The jury deliberated far longer than should have been necessary, than came back with a guilty verdict. The boy was hauled away to prison, the girl shuffled back to her mother’s house to join the rolls of unwed teens living on the public purse and raising a child without a father. A reporter talked to the jurors after the trial. Said the foreman; “None of us wanted to convict him. We just didn’t have a choice.”
My head very nearly exploded.
I yelled at the TV.
“If you didn’t want to convict him, why the hell did you?”
What those jurors apparently didn’t understand, and what neither the judge, nor the prosecutor, nor even the defense attorney (being professionally invested in the primacy of the legal classes) was about to tell them, is that nobody can make a jury do anything it doesn’t want to do. In the courtroom, the jury is the law.
The function of a jury is not to simply rubber-stamp investigators’ findings and the state’s conclusions, however compelling, or to slavishly adhere to the letter of the law and avoid all contemplation of its spirit. If that were the case, in most cases there’d be no need for juries. Juries weren’t invented by accident. They exist because, despite the assurances of every prosecutor who ever lived, the state enjoys a considerable advantage in the courtroom. Juries balance the government’s power with the power of the governed, and temper dry legal principles with humanity. The jury’s job, first and foremost, is to administer justice as it is understood by the common citizen.
A responsible jury can decide whether or not the law is being applied as intended. It can decide if punishment is warranted in a given case, regardless of guilt. A jury can and should decide what outcome will best serve the community’s interests, and what verdict will best satisfy justice. There can be, after all, a distinct difference between what is legal and what is just. Alas, all too often juries merely decide a person’s fate based on carefully tailored criteria hand-fed them by people adept at using the system to advance their own careers.
In the case of the ill-fated Romeo, it’s nothing short of a tragedy that not one of a dozen solid citizens appreciated their proper role, or mustered the courage to say “Hold the phone!”
“This is not some middle-aged creep exposing himself to school children. This awkward teen romance is not what these laws were crafted to address.
“I, for one, will never vote to send this harmless sad-sack to prison and doom him to a life of constant suspicion and loathing; to deprive his girlfriend of the emotional and financial support that he is willing to provide and consign her into the unloving hands of social welfare agencies; to deprive his child of a father, an example, a loving guide and nurturing presence, and surrender it to the state’s fickle form of fatherhood.
“I see no malice in his actions, no terrible wrong done by them, and no conceivable benefit to this community by his conviction. I do see, however, any number of very great wrongs that will surely result from his imprisonment, and I simply won’t be party to it.”
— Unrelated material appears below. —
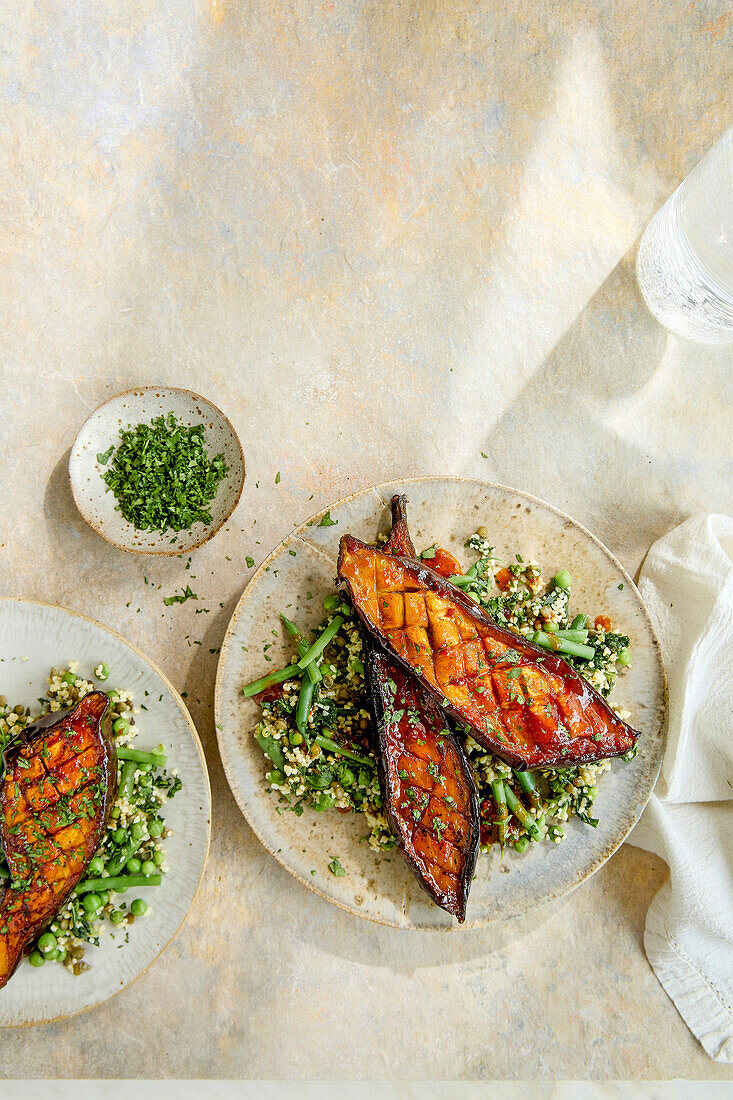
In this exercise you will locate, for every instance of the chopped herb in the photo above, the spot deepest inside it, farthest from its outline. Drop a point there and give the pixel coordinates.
(162, 476)
(179, 597)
Nobody said that, of course. The jury followed its orders and put the boy away, and his community’s been paying for it in ways large and small ever since.
Which brings me back to David Barajas.
I don’t know why they let him off the hook. But I’d like to think they did it because it was the right thing to do.
Barajas shouldn’t have shot Banda in the head, if that’s what he did, but if ever a man had cause to seek violent personal retribution it was David Barajas. And while he may have been denied the legal protections afforded all citizens by due process, if ever a person deserved immediate and summary justice it was Jose Banda.
I like to think the jury concluded that society lost little with Banda’s death, and that it would surely lose a great deal by the incarceration of Barajas. I like to think those jurors realized that Barajas’ case fell outside the normal definitions of criminal murder, and that the laws the prosecutor sought to apply against him were simply inadequate to address the circumstances. I like to think they decided among themselves that enough damage was done, and that neither the judge, nor the prosecutor, nor the indifferent letter of the law would compel them to add to the tragedy.
I like to think David Barajas’ jury did its job.